Here, the assumption that neighboring voxels have similar physiological properties is applied. Such spatial prior has been rarely published2-4. It has been formulated using the Gaussian Markov random field2,3 or L2 regularization of the perfusion parameter maps4. It has been applied to the Tofts model2,3 and its multicompartment variation4. These models do not provide separate estimates of Fp and PS. Here, the spatial prior is formulated as a total variation (TV) regularization and applied to the adiabatic approximation of the tissue homogeneity model (ATH)5, providing separate estimates of Fp and PS. Use of a spatial prior requires a simultaneous approximation of all tissue concentration curves in the image3 or in a block2 which leads to high computational demands and slow convergence. Here, this problem is avoided by relating the spatial constraints to the result of the previous perfusion analysis iteration.
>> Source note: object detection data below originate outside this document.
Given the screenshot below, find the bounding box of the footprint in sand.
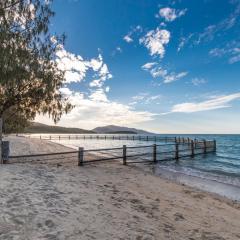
[174,213,185,221]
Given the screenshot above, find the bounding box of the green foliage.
[0,0,72,131]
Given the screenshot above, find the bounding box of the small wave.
[156,165,240,187]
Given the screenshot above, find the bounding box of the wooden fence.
[6,138,216,166]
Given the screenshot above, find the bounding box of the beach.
[0,137,240,240]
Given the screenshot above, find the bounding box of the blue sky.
[37,0,240,133]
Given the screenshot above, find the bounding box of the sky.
[36,0,240,134]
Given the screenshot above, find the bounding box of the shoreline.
[6,136,240,203]
[0,138,240,240]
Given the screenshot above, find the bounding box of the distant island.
[23,122,95,134]
[22,122,154,135]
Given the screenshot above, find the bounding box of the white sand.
[0,136,240,240]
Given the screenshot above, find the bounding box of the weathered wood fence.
[6,138,216,166]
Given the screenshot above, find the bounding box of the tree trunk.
[0,118,3,164]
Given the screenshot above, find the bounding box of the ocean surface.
[27,134,240,201]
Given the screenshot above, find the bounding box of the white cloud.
[142,62,157,70]
[36,89,157,129]
[123,25,143,43]
[105,86,110,92]
[116,47,122,53]
[36,46,156,129]
[59,87,72,96]
[123,35,133,43]
[209,43,240,64]
[139,28,171,58]
[166,93,240,113]
[56,45,112,87]
[159,7,187,22]
[142,63,188,83]
[191,78,207,86]
[130,93,162,105]
[228,54,240,64]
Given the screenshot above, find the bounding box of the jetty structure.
[2,134,216,166]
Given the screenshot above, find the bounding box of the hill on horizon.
[23,122,95,134]
[92,125,154,135]
[23,122,154,135]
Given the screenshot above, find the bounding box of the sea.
[28,134,240,201]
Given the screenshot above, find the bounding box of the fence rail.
[22,134,181,142]
[5,138,216,166]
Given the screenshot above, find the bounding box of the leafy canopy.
[0,0,72,131]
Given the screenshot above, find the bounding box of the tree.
[0,0,72,132]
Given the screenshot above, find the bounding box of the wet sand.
[0,137,240,240]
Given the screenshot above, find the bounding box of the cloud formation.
[56,45,112,87]
[142,62,188,83]
[36,46,156,129]
[166,93,240,113]
[123,35,133,43]
[130,93,162,105]
[159,7,187,22]
[191,78,207,86]
[209,40,240,64]
[139,28,171,58]
[36,89,156,129]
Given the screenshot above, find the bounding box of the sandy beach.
[0,138,240,240]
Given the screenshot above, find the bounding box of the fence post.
[213,139,217,152]
[175,142,179,161]
[78,147,84,166]
[191,140,194,158]
[203,139,207,154]
[0,118,3,164]
[123,145,127,165]
[153,144,157,163]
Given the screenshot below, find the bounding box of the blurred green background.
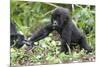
[10,1,95,66]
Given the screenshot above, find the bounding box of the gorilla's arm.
[10,22,25,49]
[29,24,53,42]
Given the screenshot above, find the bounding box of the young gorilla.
[10,22,25,49]
[26,8,92,52]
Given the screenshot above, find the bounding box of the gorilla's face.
[51,8,69,28]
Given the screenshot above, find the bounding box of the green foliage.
[10,1,95,66]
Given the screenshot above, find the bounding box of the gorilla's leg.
[79,36,92,52]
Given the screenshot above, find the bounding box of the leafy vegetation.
[10,1,95,66]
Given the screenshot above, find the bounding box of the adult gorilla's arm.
[29,24,53,42]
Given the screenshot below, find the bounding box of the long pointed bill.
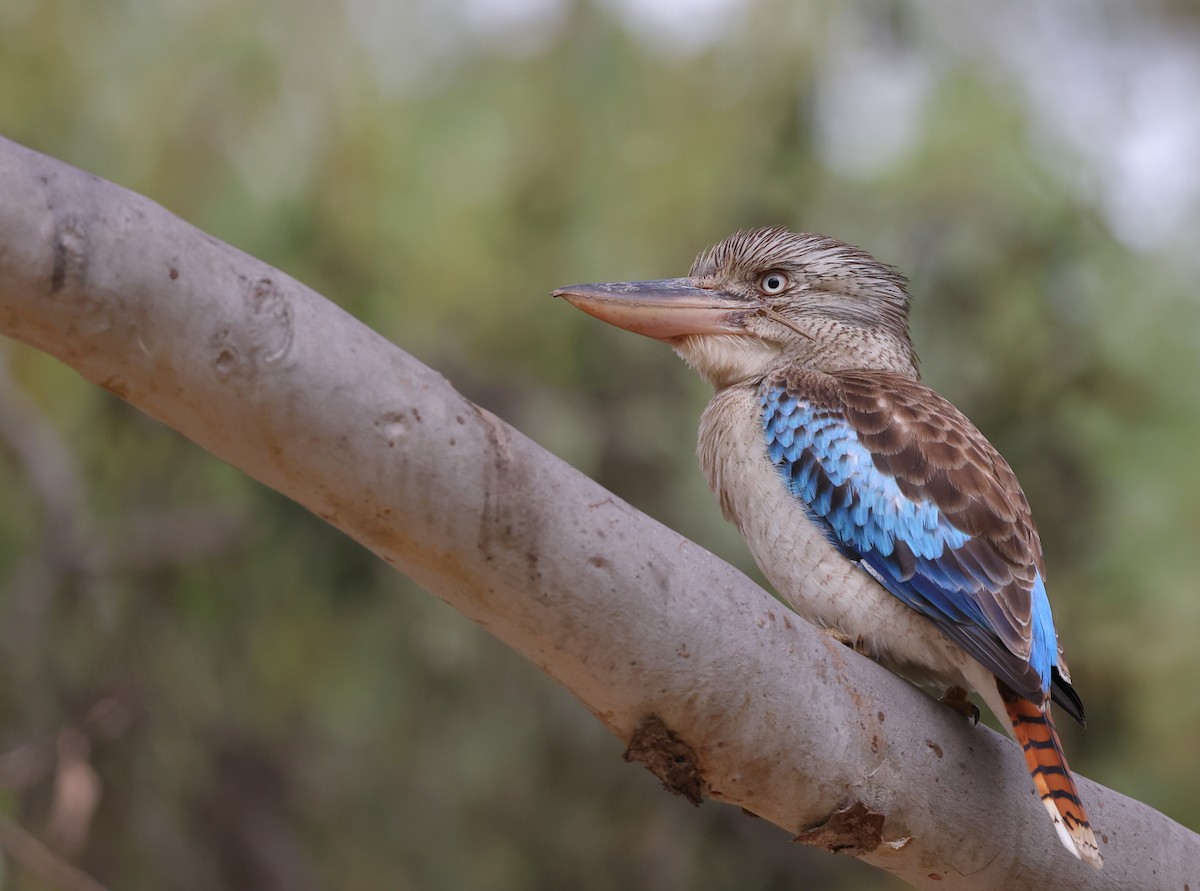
[554,279,760,340]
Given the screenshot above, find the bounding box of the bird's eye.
[758,269,792,294]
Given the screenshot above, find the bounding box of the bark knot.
[793,801,883,857]
[625,714,704,807]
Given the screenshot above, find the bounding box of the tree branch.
[0,140,1200,891]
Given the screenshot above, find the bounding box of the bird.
[553,227,1104,868]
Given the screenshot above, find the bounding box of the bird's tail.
[997,681,1104,869]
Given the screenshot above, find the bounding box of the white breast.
[697,384,1007,723]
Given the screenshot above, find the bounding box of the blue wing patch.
[761,385,1058,694]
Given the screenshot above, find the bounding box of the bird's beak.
[554,279,758,340]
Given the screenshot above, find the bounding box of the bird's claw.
[937,687,979,724]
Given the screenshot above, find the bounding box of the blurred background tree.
[0,0,1200,891]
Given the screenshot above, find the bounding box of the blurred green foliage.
[0,0,1200,891]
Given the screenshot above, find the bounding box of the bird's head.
[554,228,918,389]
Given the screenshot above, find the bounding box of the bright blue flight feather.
[761,387,1058,693]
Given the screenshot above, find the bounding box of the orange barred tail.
[996,681,1104,869]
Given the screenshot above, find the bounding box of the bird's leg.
[937,687,979,724]
[821,628,870,657]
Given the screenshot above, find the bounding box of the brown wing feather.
[835,372,1044,657]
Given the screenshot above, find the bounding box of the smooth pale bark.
[0,139,1200,891]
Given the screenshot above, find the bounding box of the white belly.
[698,385,1004,716]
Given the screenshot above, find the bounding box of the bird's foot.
[937,687,979,724]
[822,628,869,656]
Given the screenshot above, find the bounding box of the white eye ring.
[758,269,792,295]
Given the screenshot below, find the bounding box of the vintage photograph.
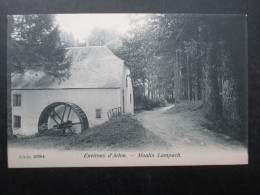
[7,13,248,168]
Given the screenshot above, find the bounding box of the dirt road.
[135,105,246,151]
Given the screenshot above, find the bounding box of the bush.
[152,97,167,108]
[135,96,167,110]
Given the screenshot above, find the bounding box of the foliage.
[116,14,247,140]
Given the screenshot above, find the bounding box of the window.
[13,94,21,106]
[14,116,21,128]
[96,109,101,118]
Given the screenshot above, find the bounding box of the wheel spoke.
[53,109,63,123]
[66,107,71,121]
[68,127,74,133]
[47,111,59,125]
[61,105,67,122]
[71,122,82,125]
The tissue concentration curves are modeled as a convolution of the arterial input function (AIF) and the impulse residue function (IRF). The AIF is estimated using blind multichannel deconvolution6. The IRF is modeled using the ATH model, based on the comparison of the advanced pharmacokinetic models ATH and 2CXM evaluated on the same tumor tissue type as used here7. The perfusion parameters (parameters of the IRF) are estimated in an iterative algorithm (5 iterations used). In the first iteration, the standard approximation of the voxel-specific tissue concentration curves by the convolutional model is performed as minimization of the sum of squared differences (SSD) between the tissue concentration curve and the convolutional model. In the subsequent iterations, the SSD criterion of the approximation task is extended by adding five TV regularization terms, each for one parameter of the IRF: Fp, extraction fraction, interstitial volume, capillary mean transit time and the bolus arrival time. Each TV term is a sum of absolute value differences between the sought perfusion parameter of the processed voxel and the perfusion parameters estimated in the neighboring voxels in the previous iteration. The TV regularization is known to impose partial smoothness while preserving edges. The weight of all TV terms is the same (set experimentally) as the perfusion parameters are scaled to approximately the same range.
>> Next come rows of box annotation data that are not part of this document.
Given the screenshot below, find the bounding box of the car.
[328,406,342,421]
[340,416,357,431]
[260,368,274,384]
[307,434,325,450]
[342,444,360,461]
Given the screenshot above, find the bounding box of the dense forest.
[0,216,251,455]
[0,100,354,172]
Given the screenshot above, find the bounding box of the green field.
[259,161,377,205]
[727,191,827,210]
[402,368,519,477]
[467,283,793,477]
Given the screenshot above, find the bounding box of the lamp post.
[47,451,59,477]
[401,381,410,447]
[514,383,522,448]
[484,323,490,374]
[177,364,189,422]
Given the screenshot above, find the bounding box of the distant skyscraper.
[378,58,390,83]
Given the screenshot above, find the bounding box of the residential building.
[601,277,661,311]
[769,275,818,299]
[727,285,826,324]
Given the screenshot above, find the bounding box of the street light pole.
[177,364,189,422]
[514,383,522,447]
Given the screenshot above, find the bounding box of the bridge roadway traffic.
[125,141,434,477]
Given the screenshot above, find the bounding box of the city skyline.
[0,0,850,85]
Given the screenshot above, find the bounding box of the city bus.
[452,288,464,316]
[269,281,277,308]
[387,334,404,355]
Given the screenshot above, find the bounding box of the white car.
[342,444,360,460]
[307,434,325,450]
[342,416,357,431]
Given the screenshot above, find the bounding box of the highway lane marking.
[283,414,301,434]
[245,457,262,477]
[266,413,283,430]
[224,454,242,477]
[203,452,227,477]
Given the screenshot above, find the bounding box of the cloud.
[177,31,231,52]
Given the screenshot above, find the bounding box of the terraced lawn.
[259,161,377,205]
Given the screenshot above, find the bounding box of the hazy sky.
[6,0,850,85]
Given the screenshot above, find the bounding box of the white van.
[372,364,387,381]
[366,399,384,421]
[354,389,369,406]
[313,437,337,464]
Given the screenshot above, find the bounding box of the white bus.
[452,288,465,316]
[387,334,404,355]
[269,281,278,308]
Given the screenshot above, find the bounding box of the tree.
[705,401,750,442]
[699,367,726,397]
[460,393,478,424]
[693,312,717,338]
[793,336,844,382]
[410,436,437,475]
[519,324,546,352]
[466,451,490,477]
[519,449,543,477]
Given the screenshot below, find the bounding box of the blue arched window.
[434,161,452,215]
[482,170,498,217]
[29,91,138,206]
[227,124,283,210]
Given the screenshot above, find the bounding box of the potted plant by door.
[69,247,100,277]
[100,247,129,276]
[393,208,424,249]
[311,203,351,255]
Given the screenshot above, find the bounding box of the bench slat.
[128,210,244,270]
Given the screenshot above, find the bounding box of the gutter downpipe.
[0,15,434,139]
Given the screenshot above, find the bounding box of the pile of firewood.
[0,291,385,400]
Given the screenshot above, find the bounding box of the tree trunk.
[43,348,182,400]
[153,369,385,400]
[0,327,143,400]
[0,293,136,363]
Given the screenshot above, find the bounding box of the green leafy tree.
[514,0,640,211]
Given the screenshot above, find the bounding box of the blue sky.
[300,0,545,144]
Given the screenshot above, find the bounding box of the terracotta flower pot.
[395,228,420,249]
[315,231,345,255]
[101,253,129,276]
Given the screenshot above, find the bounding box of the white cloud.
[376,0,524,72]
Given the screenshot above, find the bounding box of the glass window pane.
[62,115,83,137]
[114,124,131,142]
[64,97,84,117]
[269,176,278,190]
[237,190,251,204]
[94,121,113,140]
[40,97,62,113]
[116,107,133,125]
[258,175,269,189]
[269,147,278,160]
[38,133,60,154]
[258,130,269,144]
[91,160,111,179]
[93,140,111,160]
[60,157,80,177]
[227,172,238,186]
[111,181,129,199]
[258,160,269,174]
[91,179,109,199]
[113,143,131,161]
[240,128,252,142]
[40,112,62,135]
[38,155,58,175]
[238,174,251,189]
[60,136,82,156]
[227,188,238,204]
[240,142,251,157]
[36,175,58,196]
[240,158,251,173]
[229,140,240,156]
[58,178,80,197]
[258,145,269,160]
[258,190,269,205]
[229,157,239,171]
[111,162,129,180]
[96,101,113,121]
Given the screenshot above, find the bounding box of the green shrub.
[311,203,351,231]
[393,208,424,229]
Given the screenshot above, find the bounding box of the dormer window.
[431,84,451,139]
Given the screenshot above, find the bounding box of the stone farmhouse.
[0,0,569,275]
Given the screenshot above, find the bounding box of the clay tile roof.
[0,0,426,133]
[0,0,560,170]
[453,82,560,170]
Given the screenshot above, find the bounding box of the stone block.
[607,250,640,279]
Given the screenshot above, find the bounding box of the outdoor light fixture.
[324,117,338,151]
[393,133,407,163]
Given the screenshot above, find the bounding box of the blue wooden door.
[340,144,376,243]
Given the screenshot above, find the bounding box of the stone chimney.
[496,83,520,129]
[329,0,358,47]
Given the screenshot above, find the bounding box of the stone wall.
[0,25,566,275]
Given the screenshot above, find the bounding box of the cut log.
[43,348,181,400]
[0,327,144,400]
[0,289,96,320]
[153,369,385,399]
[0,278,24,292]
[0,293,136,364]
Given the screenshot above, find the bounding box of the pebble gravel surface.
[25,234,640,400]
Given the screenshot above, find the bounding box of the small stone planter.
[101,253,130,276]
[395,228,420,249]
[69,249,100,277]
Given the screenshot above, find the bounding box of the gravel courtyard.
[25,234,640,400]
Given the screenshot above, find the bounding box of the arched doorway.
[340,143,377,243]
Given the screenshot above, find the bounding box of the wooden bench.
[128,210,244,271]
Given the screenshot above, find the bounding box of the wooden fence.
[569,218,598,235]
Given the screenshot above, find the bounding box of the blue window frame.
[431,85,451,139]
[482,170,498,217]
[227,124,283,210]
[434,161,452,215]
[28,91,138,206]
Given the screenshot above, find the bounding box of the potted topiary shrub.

The method was evaluated with five BALB/C mice after subcutaneous implantation of tumor cells (CT26), approved by the National Animal Research Authority. Two CA boluses were administered within one examination (delay of 30 min. in between): high-MW CA (GadoSpin P, Miltenyi Biotec, Germany) and low-MW CA (Magnevist, Bayer HealthCare Pharmaceuticals, Germany).

A 9.4T BioSpin (Bruker Biospin MRI, Germany) scanner was used; dynamic recording: 2D FLASH, TR/TE 14/2.5ms, flip angle 25deg., matrix 128x96, axial slice, thickness 1mm, sampling interval 1.05s, acquisition time 13min; 15 calibration images before bolus administrations: TR=14,30,50,100,250,500ms. The dynamic recordings were converted to CA concentration using calibration images8 (multiple-TR modification used here instead of the multiple-flip-angle method8 as more reliable).
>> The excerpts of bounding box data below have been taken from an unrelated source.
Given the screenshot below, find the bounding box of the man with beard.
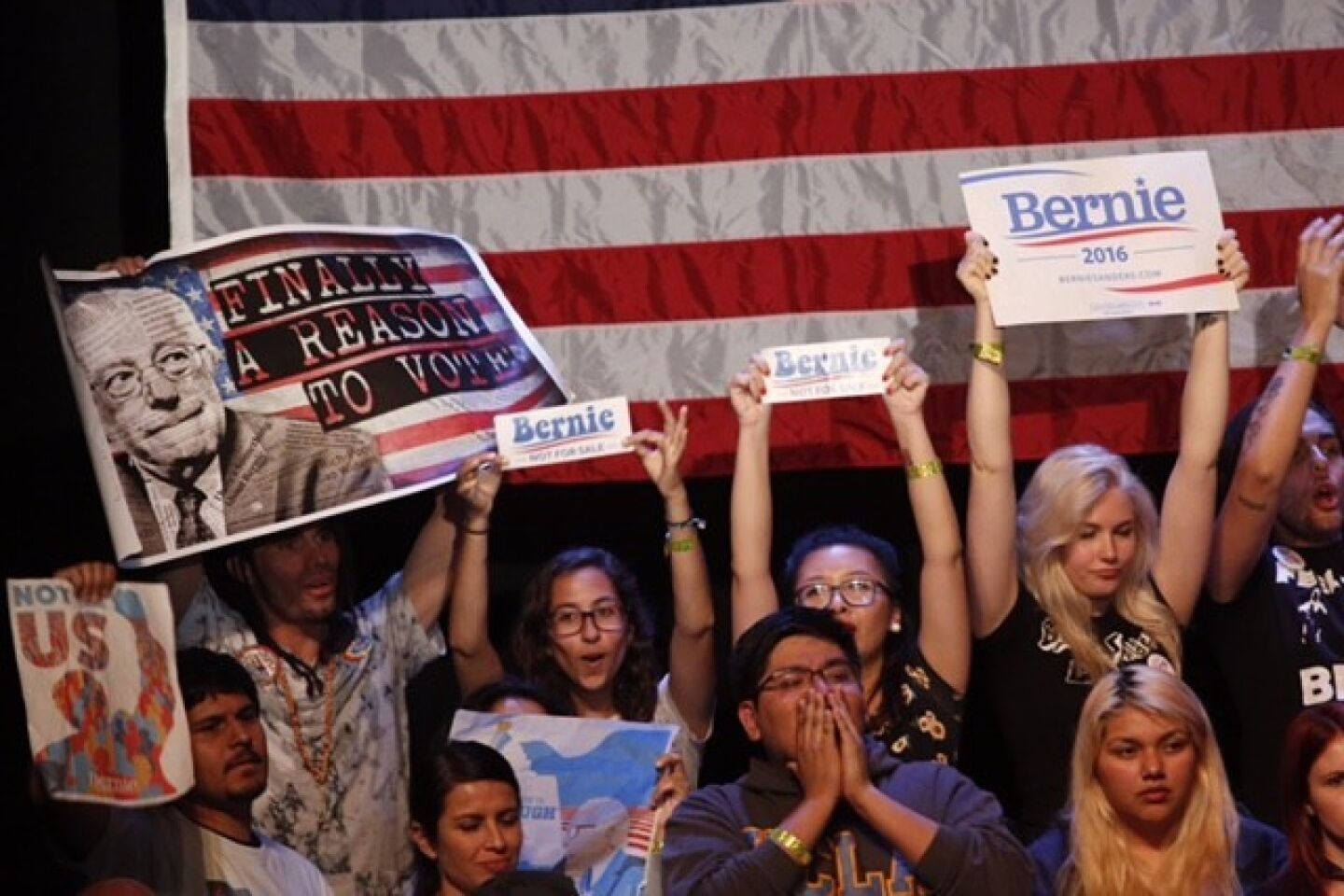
[1197,215,1344,823]
[39,648,330,896]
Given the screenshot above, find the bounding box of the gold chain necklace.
[275,657,336,786]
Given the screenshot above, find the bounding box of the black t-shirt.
[975,586,1175,842]
[1200,541,1344,825]
[868,639,963,765]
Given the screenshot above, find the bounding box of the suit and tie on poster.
[49,227,566,566]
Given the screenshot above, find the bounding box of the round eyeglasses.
[98,343,204,401]
[793,579,889,609]
[757,660,859,693]
[551,600,625,638]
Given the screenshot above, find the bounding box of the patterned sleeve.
[883,645,965,765]
[355,572,445,685]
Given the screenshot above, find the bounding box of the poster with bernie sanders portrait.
[49,227,566,567]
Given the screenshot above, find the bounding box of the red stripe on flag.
[485,208,1320,327]
[511,365,1344,483]
[378,383,553,456]
[189,49,1344,178]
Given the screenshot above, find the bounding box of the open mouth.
[303,579,336,600]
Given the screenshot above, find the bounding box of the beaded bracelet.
[770,828,812,868]
[906,458,942,481]
[1283,345,1325,364]
[971,343,1004,367]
Compared to the common approach with no spatial priors, the TV regularization led to better spatial consistency, suppressed outlier values and preserved edges (Figs. 1,2). The scatter plots relating the results for the low-MW and high-MW recordings (Fig. 3) were more compact. The correlation coefficients (Table I) were clearly improved by the TV regularization. The regression coefficients of the scatter plots (Table I) were improved for Fp and impaired for vp (blood plasma volume). They were consistent with the known effects of contrast agent MW: Fp and vp independent of MW (regression coefficient 1) and PS lower for higher MW (regression coefficient <1).


A new approach to improve reliability of DCE-MRI has been presented. It is based on TV regularization implemented in an iterative manner. This provides reasonable computational demands and convergence properties of the algorithm as single voxel signals are analyzed with the spatial regularization formulated with respect to the results of the previous iteration. The evaluation showed an improved spatial consistency and agreement with the known effects of the contrast agent molecular weight when compared to the standard approach with no spatial regularization.


This work was supported by GACR (1613830S) and MEYS (LO1212) projects.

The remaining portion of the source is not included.